On his first full day in office in 2009, Obama signed an executive order to close the prison within the year, pledging to “restore the standards of due process and the core constitutional values that have made this country great.” Since then he has faced an onslaught of obstructive legislation from Congress — which has passed laws prohibiting the transfer of detainees to the U.S., halted their transfer to any country where security is potentially an issue (Yemen, for instance), and withheld funding needed to find a workable resolution.

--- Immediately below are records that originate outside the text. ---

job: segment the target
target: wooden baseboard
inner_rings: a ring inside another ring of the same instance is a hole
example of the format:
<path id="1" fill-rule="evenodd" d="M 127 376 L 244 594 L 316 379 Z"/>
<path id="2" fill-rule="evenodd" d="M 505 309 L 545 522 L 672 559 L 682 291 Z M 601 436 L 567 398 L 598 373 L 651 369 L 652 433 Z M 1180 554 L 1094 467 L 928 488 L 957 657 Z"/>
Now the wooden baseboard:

It may seem like the President’s hands are tied, but with a little moral courage Obama still has it in his power to do the right thing.  However it will require some strategic maneuvering, not to mention the guts to publicly admit the injustice being carried out on his watch.  According to Harvard law professor Noah Feldman, it would work something like this: The United States is bound by international treaty to adhere to the Geneva Conventions for the treatment of prisoners of war (which have applied to Guantanamo detainees since 2006, following a Supreme Court ruling). As chief executive of the United States, the president is in charge of managing foreign policy, including the adherence to treaty obligations — a domain over which Congress wields little power.

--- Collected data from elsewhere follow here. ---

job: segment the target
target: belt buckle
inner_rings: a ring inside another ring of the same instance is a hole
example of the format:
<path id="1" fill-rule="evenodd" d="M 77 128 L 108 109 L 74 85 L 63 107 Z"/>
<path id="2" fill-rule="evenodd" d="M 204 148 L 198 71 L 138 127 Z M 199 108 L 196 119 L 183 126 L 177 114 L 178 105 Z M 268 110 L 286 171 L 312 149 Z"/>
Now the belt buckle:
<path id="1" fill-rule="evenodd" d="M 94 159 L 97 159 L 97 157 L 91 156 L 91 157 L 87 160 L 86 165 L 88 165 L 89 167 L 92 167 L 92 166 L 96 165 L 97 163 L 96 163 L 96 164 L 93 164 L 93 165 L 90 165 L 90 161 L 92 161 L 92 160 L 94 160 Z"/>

According to this logic, if the President were willing to admit that the continued detention of Gitmo prisoners under the current conditions violates our treaty obligations (which would hardly be a stretch) he could potentially have broad sway in addressing the situation as he sees fit. That is, assuming he survives an almost certain court challenge. If the President proceeds with determination and conviction, he certainly has a shot. Among other things, he could argue national security interests by claiming that the continued operation of Guantanamo Bay in violation of the Geneva Conventions is detrimental to U.S. interests. Feldman points out that in the 1950s,  Secretary of State Dean Acheson  used just such an argument to successfully lobby for the end of state-based segregation in Brown v. Board of Education.

Whatever the outcome, tackling the problem head on and unilaterally will give the President the authority to truly say he did everything he could to honor his promise to close Guantanamo. President Obama will never run for office again and for the rest of his life will be judged by the successes and failures of the eight years of his presidency. It’s time he put political considerations aside and finally started earning that Nobel Peace Prize.